Zur Überzeugung des Senats kann nichts anderes gelten, wenn der Versicherte nur deshalb an der Ausübung des ärztlichen Berufs gehindert war, weil gegen die Anerkennung als Asylberechtigter Rechtsmittel nach § 5 Abs. 2 Satz 3 AsylVfG eingelegt worden sind, und deshalb die Anerkennung erst nach dem Unfall des Versicherten unanfechtbar geworden ist. Diese Besonderheiten können unter Berücksichtigung des Art 16 Abs. 2 Satz 2 des Grundgesetzes (GG) entgegen der Auffassung des LSG geeignet sein, den der JAV-Berechnung zugrunde gelegten Mindestarbeitsverdienst als in erheblichem Maße unbillig erscheinen zu lassen. Besondere Gründe (vgl. BT-Drucks. a.a.O.) haben dann nämlich dazu geführt, daß der Versicherte seinen Beruf nicht ausüben konnte und Aushilfstätigkeiten verrichten mußte. Der Senat verkennt nicht, daß hiermit im Rahmen des § 577 RVO auf ein Arbeitsentgelt bzw. Arbeitseinkommen abgestellt wird, das der Versicherte im maßgeblichen Zeitraum tatsächlich nicht erzielt hat. Die extremen Besonderheiten im vorliegenden Fall, vor allem daß der Versicherte bereits vor dem Arbeitsunfall als Asylberechtigter anerkannt war, diese Entscheidung aber erst nach dem tödlichen Arbeitsunfall unanfechtbar geworden ist, und - was noch festzustellen sein wird - der Versicherte nur deshalb den ärztlichen Beruf nicht ausüben konnte, rechtfertigen indessen die Berücksichtigung des Arbeitsentgelts bzw.
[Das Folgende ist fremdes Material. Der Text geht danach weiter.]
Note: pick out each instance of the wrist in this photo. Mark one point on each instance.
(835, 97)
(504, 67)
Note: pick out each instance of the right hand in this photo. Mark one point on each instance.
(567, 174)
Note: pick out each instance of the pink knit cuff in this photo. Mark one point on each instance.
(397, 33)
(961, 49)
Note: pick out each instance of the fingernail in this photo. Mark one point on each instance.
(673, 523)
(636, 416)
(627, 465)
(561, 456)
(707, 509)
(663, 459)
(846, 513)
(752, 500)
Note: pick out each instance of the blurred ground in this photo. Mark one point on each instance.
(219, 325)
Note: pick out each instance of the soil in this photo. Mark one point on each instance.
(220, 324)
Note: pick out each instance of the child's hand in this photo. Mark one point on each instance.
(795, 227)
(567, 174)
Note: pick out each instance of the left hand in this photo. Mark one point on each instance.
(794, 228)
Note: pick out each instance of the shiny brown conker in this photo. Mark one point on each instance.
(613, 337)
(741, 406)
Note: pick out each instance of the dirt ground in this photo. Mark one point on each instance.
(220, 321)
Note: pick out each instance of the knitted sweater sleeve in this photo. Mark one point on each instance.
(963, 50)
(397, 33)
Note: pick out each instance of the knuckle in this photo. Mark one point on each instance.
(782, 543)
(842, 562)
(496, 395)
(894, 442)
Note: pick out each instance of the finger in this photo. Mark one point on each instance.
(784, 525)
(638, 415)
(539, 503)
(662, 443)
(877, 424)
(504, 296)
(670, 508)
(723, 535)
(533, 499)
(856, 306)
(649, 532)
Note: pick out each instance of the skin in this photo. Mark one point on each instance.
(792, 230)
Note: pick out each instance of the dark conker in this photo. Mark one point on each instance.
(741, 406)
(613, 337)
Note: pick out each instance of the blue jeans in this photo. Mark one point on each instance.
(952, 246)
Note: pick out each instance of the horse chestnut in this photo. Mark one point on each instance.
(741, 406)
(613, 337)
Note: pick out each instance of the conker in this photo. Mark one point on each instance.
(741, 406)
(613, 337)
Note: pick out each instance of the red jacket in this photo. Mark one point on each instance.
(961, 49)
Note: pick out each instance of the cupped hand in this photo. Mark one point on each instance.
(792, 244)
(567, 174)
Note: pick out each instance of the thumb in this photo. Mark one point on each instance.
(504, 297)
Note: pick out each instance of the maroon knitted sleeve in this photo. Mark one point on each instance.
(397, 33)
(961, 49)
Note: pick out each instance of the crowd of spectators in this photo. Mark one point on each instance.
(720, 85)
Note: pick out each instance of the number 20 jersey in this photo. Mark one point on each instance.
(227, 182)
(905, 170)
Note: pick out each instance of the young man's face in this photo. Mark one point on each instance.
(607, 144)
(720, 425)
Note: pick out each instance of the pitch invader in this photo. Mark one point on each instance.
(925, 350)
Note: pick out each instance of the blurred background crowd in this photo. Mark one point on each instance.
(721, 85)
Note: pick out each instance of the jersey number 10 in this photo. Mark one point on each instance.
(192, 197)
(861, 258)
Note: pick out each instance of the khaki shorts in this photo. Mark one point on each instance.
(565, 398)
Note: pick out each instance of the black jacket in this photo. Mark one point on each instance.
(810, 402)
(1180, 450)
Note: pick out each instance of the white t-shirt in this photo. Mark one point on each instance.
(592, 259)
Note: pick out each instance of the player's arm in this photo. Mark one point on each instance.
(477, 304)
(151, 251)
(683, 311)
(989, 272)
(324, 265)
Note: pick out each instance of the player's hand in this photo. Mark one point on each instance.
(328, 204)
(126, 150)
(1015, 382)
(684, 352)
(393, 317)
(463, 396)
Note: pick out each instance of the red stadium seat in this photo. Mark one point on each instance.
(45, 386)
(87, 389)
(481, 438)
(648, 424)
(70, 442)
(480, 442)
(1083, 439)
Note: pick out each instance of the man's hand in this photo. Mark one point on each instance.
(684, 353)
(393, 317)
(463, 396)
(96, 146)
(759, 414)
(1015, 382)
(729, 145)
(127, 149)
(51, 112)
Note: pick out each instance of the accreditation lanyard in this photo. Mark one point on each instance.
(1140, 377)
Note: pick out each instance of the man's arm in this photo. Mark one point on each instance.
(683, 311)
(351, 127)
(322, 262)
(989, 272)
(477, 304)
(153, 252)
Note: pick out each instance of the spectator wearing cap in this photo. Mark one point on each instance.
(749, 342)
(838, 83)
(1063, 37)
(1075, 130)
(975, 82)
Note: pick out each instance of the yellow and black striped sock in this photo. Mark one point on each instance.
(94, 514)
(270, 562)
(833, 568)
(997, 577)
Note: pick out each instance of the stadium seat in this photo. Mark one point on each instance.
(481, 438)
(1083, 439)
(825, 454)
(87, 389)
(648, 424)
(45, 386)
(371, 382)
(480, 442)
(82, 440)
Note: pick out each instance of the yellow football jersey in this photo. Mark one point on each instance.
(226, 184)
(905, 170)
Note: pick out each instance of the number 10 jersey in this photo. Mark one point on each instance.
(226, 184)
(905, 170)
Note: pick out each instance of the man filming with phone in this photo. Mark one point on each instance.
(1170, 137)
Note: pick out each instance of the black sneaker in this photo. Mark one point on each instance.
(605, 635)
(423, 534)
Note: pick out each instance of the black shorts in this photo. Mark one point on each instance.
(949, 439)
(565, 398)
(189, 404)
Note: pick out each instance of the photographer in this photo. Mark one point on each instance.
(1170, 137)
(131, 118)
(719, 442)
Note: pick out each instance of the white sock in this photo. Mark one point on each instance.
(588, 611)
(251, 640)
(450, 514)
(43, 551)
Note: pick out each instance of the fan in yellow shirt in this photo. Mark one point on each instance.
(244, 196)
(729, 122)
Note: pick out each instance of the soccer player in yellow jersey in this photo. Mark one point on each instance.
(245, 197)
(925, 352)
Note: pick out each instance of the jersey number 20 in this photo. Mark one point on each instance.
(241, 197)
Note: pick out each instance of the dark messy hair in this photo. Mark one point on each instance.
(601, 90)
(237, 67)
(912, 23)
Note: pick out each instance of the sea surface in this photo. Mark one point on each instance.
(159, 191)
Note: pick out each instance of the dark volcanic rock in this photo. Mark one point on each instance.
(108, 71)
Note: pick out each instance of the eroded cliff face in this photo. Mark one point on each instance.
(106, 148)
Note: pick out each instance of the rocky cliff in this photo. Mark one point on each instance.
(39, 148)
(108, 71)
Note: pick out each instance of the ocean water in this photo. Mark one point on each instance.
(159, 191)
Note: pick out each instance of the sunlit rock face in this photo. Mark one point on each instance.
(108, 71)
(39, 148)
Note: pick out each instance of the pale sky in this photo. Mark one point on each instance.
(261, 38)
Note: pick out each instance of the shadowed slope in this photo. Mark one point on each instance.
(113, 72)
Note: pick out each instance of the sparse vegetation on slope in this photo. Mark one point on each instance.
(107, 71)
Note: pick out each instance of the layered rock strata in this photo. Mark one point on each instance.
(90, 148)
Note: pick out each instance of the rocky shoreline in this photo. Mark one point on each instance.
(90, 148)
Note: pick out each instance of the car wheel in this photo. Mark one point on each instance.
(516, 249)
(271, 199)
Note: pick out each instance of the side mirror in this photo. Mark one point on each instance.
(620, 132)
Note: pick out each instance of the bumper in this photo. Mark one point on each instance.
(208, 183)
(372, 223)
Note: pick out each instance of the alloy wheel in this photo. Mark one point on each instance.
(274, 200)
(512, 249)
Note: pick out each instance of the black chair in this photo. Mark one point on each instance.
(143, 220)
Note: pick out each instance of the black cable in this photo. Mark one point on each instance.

Arbeitseinkommens eines Arztes nach Beendigung seiner Ausbildung. Denn hier ist insbesondere zu berücksichtigen, daß einerseits § 573 Abs. 1 RVO wegen Beendigung der Ausbildung nicht mehr anwendbar ist, aber andererseits die der Ausbildung folgende Erwerbstätigkeit eines Arztes wegen der besonderen Umstände des vorliegenden Falles noch nicht ausgeübt werden durfte. Der Maßstab des § 577 Satz 2 RVO ist nur beispielhaft und läßt je nach Umständen des Einzelfalls und den Gründen der Unbilligkeit auch weitere Gesichtspunkte zu. Entscheidend ist, daß die anderweitige Feststellung den auf Dauer bereits begründeten tatsächlichen Einkommensverhältnissen möglichst nahe kommt (KassKomm-Ricke, § 577 RVO Rdnr. 8).
Von seinem Standpunkt aus zu Recht hat das LSG nicht geprüft, ob der Versicherte - wenn der Anerkennungsbescheid vom 28. März 1988 nicht angefochten worden wäre - wahrscheinlich nicht nur für kurze Zeit als Arzt tätig gewesen wäre und damit wahrscheinlich ein im Vergleich zum Mindestarbeitsverdienst höheres Arbeitsentgelt oder Arbeitseinkommen erzielt hätte. Das LSG hat diese Feststellungen nachzuholen. Dabei kommt es insbesondere darauf an, ob der Versicherte - abgesehen von der Asylgewährung - die sonstigen tatsächlichen Voraussetzungen für die Erlaubnis nach § 10 ÄAppO erfüllt hätte und es ihm unter Berücksichtigung des Ergebnisses seiner ärztlichen Prüfung, des Arbeitsmarktes und seines bisher gezeigten Interesses am Arztberuf wahrscheinlich gelungen wäre, nicht nur für kurze Zeit als Arzt zu arbeiten und mit dieser Tätigkeit den Lebensunterhalt seiner Familie zu bestreiten. Aufgrund dieser Feststellungen ist dann unter Beachtung der dargelegten Grundsätze darüber zu entscheiden, ob der von dem Beklagten der Rentenberechnung zugrunde gelegte JAV im Vergleich zu dem vom Versicherten erreichbaren Arbeitsentgelt oder Arbeitseinkommen in erheblichem Maße unbillig erscheint. Entsprechendes gilt, falls das LSG aufgrund seiner erneuten Prüfung zu dem Ergebnis gelangen sollte, daß der Versicherte nach der Anerkennung als Asylberechtigter zwar nicht den Beruf eines Arztes, aber den eines Krankenpflegers ausgeübt hätte.
Da das Revisionsgericht die erforderlichen tatsächlichen Feststellungen nicht selbst treffen kann, war das Urteil des LSG aufzuheben und die Sache zur erneuten Verhandlung und Entscheidung zurückzuverweisen (§ 170 Abs. 2 Satz 2 SGG).
Die Entscheidung über die Kosten bleibt dem abschließenden Urteil vorbehalten.